Because he wanted to rely on natural reaction shots in the three-tiered Senate chamber, which was recreated on a sound stage exactly as it was in Washington, D.C., Capra needed to employ what was then a unique multiple-camera, multiple-sound approach so that he could shoot multiple scenes before moving all of the filming equipment somewhere else. “Had we tried to photograph the Senate with the usual single camera, ‘jackassing’ tons of heavy equipment (lights, sound booms, camera platforms) for each single new set-up—we might still be there,” Capra wrote in his 1971 autobiography.
Having declared the part “the role of a lifetime,” Stewart was determined to make sure he completed the film. “He was so serious when he was working on that picture,” Stewart’s co-star, Jean Arthur, recalled. “He used to get up at five o’clock in the morning and drive himself to the studio. He was so terrified something was going to happen to him, he wouldn’t go faster.”
To make his voice hoarse, as if he really had been filibustering for 23 hours, Capra wrote that, “Twice a day Jimmy’s throat was swabbed with vile mercury solution that swelled and irritated his vocal cords. The result was astonishing. No amount of acting could possibly simulate Jimmy’s intense pathetic efforts to speak through real swollen cords.”
Harry Carey was brought in to play the President of the Senate. The 60-year-old kept blowing his lines until Capra cornered him after a lunch break. He asked the actor who he was. “Well, Harry Carey, of course.” “No, you are the Vice President of the United States,” the director told him. It did the trick.
Jefferson Smith helps out the fictitious Boy Rangers, and not the Boy Scouts, because the latter group made it clear to Capra that they didn’t want to be associated with the film. Capra, having already filmed some scenes in which the Boy Scouts were mentioned, had to lose that footage.
Sidney Buchman was the credited screenwriter on Mr. Smith Goes to Washington, but Capra had a big say in the final draft of the script. One of Capra’s contributions, which Buchman hated, was Senator Paine’s suicide attempt.
The movie originally ended with Jefferson and Saunders returning to Smith’s hometown, following the filibuster, for a parade in his honor. Smith also visited Paine to forgive him, as well as his mother, to get her blessing to marry Saunders. Test audiences didn’t seem to love this ending, so Capra cut it, though some of the original ending still lives on in the film’s trailer.

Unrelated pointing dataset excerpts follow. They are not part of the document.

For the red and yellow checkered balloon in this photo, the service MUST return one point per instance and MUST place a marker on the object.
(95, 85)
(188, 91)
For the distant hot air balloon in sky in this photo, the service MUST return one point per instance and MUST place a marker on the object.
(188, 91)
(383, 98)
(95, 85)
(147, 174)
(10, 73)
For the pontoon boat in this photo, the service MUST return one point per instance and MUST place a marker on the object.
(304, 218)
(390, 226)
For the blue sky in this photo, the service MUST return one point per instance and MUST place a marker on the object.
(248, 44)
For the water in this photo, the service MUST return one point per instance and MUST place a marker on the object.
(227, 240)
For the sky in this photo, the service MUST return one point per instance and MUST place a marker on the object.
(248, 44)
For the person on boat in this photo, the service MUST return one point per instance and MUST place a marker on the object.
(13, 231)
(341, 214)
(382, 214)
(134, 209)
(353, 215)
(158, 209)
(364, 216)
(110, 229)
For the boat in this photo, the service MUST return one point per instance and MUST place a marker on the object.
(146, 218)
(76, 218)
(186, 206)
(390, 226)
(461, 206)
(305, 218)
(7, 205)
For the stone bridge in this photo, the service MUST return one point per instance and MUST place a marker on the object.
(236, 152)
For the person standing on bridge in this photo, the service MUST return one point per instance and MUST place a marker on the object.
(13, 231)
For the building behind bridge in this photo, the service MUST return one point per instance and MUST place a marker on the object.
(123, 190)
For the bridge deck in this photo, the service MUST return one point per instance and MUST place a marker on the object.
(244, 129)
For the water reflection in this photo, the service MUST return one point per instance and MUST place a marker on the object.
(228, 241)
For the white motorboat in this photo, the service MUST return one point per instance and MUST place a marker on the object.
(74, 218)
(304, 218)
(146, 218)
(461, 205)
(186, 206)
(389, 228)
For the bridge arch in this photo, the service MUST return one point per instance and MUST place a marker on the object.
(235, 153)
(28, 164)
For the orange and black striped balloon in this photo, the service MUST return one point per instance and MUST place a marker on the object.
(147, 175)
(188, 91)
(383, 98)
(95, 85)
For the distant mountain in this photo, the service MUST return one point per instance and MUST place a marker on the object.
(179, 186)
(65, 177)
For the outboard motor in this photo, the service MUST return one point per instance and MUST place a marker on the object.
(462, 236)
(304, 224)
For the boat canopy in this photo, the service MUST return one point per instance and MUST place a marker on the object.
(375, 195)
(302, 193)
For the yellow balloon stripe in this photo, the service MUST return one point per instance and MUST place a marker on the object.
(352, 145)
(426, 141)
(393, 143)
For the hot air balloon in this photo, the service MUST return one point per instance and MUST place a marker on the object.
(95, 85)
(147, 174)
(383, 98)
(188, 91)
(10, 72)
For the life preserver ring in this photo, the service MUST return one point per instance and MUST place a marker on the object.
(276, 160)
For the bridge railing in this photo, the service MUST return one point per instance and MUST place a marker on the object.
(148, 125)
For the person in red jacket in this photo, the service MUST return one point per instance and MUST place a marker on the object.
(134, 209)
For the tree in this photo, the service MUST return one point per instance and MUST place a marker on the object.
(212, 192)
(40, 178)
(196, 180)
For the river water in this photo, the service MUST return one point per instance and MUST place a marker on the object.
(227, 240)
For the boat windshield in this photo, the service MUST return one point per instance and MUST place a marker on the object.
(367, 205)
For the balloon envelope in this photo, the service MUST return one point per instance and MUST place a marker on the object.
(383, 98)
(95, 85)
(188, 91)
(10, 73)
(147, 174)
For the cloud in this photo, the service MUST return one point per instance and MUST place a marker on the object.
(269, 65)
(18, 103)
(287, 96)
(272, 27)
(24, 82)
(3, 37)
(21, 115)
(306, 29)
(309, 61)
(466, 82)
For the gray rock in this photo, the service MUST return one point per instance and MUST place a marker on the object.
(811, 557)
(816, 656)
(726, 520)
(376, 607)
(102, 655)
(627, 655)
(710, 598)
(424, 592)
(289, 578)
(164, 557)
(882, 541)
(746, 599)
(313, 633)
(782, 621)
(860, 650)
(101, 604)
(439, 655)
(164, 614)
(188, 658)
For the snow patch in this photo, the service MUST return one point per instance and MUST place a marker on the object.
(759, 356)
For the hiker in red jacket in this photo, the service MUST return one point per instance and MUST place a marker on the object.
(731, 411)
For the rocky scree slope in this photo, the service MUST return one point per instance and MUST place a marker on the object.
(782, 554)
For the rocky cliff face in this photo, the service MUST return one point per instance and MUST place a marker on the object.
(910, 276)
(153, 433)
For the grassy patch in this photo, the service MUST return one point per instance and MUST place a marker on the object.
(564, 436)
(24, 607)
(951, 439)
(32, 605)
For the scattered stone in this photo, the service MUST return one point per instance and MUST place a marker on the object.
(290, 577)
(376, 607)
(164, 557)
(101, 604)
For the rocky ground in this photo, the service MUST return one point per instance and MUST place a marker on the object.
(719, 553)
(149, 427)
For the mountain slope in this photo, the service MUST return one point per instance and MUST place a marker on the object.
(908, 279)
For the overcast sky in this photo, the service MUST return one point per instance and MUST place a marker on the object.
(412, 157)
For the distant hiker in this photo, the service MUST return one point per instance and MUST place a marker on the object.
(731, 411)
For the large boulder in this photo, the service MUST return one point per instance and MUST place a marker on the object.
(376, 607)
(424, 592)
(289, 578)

As Capra was finishing final edits on the film, the legal department at Columbia discovered a Pulitzer Prize-winning play called Both Your Houses (1933) by Maxwell Anderson that was a bit too similar to Mr. Smith Goes to Washington for their comfort, legally speaking. They paid $23,093 for the rights to it so they wouldn’t get in trouble later.

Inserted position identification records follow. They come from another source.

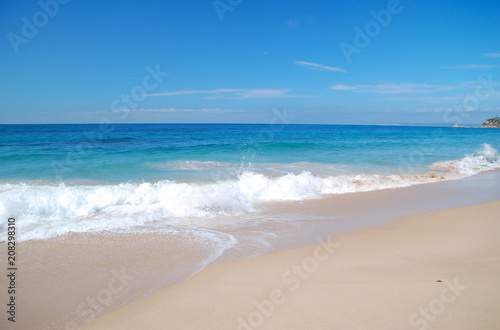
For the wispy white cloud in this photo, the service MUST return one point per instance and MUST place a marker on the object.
(232, 93)
(495, 55)
(318, 67)
(392, 88)
(175, 110)
(471, 66)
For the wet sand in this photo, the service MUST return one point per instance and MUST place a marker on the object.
(74, 279)
(435, 270)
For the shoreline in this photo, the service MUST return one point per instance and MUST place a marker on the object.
(436, 270)
(72, 286)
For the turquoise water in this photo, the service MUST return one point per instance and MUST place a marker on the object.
(58, 179)
(180, 152)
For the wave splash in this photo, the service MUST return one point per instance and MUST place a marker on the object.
(52, 209)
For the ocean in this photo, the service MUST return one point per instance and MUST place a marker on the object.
(61, 179)
(161, 202)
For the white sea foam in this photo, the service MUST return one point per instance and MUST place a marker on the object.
(484, 159)
(47, 210)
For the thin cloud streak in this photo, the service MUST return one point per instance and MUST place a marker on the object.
(494, 55)
(233, 93)
(318, 67)
(392, 88)
(471, 66)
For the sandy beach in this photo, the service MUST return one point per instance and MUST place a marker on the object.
(436, 270)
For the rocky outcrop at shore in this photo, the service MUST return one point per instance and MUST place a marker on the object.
(491, 123)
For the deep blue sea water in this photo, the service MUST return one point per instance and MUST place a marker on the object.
(74, 178)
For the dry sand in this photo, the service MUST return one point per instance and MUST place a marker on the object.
(437, 270)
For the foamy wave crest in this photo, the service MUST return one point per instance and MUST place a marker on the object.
(192, 165)
(484, 159)
(50, 210)
(47, 210)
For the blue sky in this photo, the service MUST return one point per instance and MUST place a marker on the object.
(241, 61)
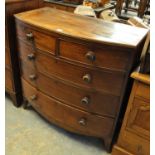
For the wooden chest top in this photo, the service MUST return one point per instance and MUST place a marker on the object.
(85, 28)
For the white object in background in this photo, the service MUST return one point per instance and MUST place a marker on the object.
(85, 10)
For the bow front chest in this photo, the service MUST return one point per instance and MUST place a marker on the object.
(75, 69)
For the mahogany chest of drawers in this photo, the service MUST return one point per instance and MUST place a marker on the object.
(75, 69)
(12, 74)
(134, 137)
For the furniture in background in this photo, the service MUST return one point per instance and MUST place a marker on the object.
(76, 75)
(134, 137)
(12, 73)
(143, 6)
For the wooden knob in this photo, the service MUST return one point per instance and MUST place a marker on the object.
(33, 97)
(91, 56)
(82, 122)
(31, 56)
(29, 36)
(32, 77)
(87, 78)
(85, 100)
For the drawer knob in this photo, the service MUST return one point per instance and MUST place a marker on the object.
(85, 100)
(29, 36)
(82, 121)
(33, 97)
(31, 56)
(87, 78)
(32, 77)
(91, 56)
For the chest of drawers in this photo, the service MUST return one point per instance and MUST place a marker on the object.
(75, 69)
(134, 137)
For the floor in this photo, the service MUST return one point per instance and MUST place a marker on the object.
(27, 133)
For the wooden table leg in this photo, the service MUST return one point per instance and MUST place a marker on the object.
(119, 7)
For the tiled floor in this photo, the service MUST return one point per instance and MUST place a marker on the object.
(27, 133)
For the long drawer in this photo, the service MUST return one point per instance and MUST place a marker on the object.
(86, 99)
(96, 55)
(90, 101)
(110, 82)
(82, 122)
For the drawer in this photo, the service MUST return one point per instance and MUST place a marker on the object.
(29, 92)
(26, 51)
(39, 40)
(91, 101)
(8, 80)
(7, 58)
(82, 122)
(110, 82)
(28, 72)
(105, 57)
(143, 90)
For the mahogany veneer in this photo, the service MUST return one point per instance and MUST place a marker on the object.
(134, 137)
(75, 69)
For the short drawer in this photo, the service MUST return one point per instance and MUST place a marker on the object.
(111, 82)
(39, 40)
(8, 80)
(90, 101)
(99, 56)
(82, 122)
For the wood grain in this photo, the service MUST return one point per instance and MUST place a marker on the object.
(92, 29)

The Washington Press Club screened the film at Constitution Hall with a number of congressmen, senators, and Supreme Court justices in attendance. Capra claimed that a third of Washington’s finest left, in disgust, before the film even ended. Senate Majority Leader Alben W. Barkley described the movie as “silly and stupid” and complained that it “makes the Senate look like a bunch of crooks.”

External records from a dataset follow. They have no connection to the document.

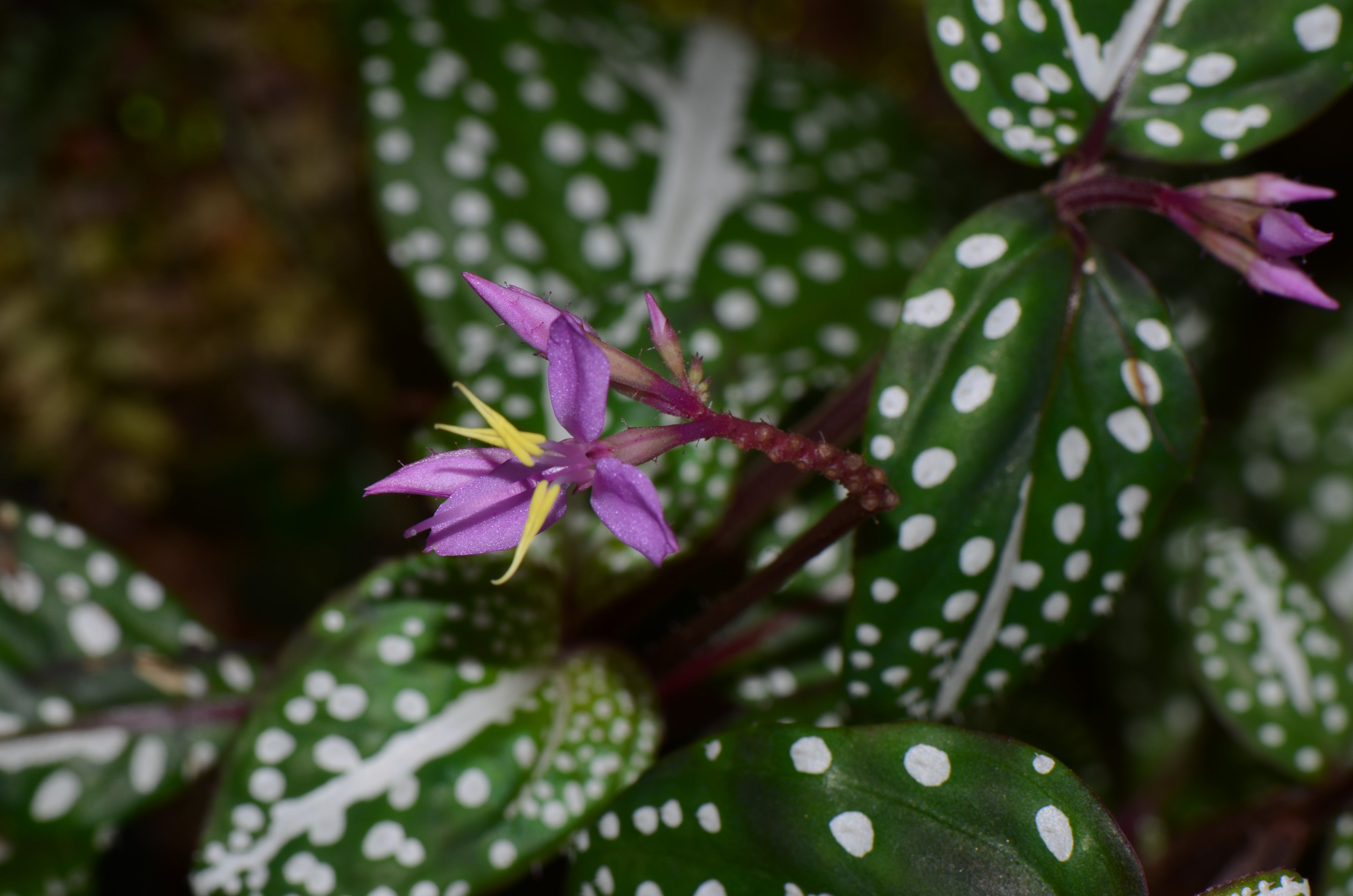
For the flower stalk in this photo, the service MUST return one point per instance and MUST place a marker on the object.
(1239, 221)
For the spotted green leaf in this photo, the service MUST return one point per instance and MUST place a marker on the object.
(111, 698)
(1197, 80)
(1339, 857)
(425, 737)
(1278, 883)
(1221, 79)
(588, 153)
(1271, 657)
(1034, 416)
(907, 808)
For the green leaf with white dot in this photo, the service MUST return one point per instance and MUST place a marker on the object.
(424, 735)
(1034, 418)
(854, 811)
(111, 699)
(588, 153)
(1221, 79)
(1268, 653)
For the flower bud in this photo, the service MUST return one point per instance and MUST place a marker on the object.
(665, 340)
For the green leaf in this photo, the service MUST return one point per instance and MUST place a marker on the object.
(1222, 79)
(424, 737)
(592, 155)
(111, 698)
(1270, 656)
(1034, 418)
(1282, 882)
(907, 808)
(1339, 856)
(1201, 80)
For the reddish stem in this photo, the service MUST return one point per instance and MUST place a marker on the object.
(842, 519)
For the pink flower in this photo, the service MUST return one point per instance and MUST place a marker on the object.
(507, 495)
(1236, 221)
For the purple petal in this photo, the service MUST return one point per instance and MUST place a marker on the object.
(441, 474)
(489, 515)
(628, 504)
(1286, 235)
(528, 316)
(1286, 279)
(580, 378)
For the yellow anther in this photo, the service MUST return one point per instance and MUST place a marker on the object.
(500, 434)
(540, 504)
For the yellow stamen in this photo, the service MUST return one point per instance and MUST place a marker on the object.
(540, 504)
(500, 432)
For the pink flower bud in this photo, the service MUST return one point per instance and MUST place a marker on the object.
(1286, 233)
(1286, 279)
(528, 316)
(665, 340)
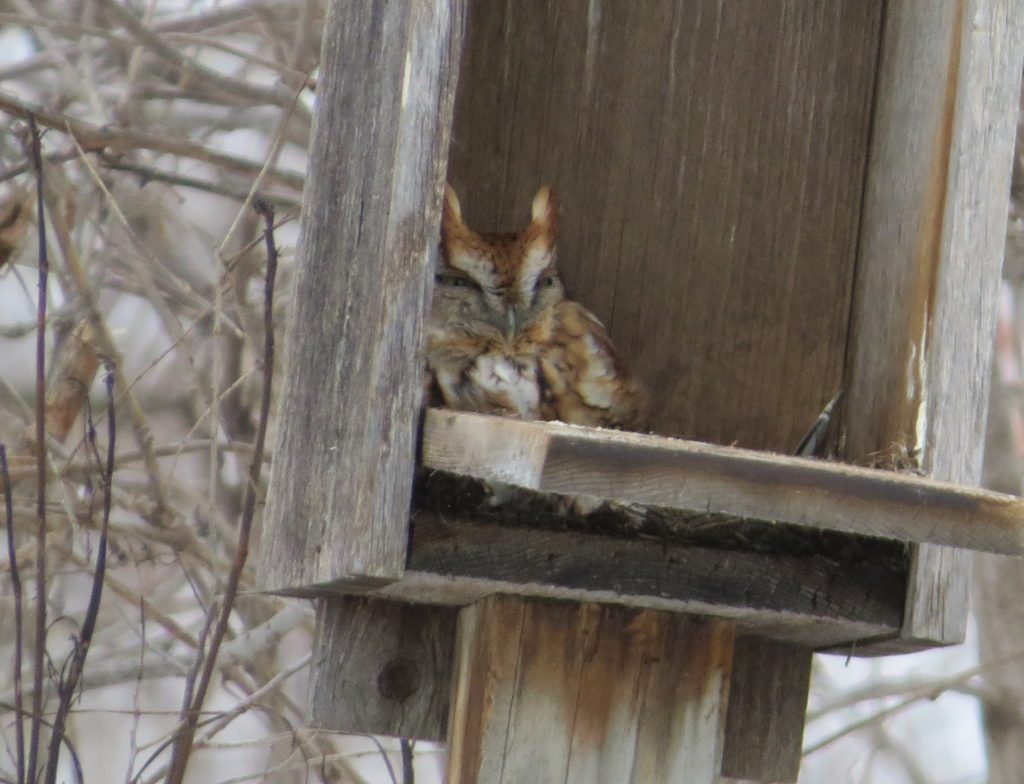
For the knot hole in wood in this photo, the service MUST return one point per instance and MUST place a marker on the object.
(399, 679)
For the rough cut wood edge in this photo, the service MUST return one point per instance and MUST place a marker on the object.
(338, 502)
(382, 667)
(587, 693)
(689, 476)
(764, 728)
(811, 601)
(931, 250)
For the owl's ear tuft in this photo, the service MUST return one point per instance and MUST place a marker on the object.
(545, 209)
(451, 211)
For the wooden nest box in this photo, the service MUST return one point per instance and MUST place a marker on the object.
(765, 203)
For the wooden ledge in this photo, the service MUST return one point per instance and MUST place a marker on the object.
(695, 477)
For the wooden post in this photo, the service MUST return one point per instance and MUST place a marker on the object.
(571, 693)
(338, 503)
(931, 250)
(382, 667)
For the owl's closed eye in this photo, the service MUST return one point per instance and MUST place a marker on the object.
(504, 338)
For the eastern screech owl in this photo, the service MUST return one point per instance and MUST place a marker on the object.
(504, 338)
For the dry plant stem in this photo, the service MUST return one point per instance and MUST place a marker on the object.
(139, 424)
(189, 69)
(81, 650)
(408, 772)
(186, 734)
(40, 650)
(108, 139)
(182, 180)
(15, 583)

Joseph P. Kennedy, the U.S. Ambassador to the United Kingdom (and patriarch of the Kennedy clan) sent a cable to Harry Cohn and Capra claiming, according to Capra, that Mr. Smith “ridiculed democracy” and would “do untold harm to America’s prestige in Europe.” He begged them to withdraw it from distribution in Europe. The two mailed Kennedy favorable reviews of the film, which appeased the ambassador enough that he backed off.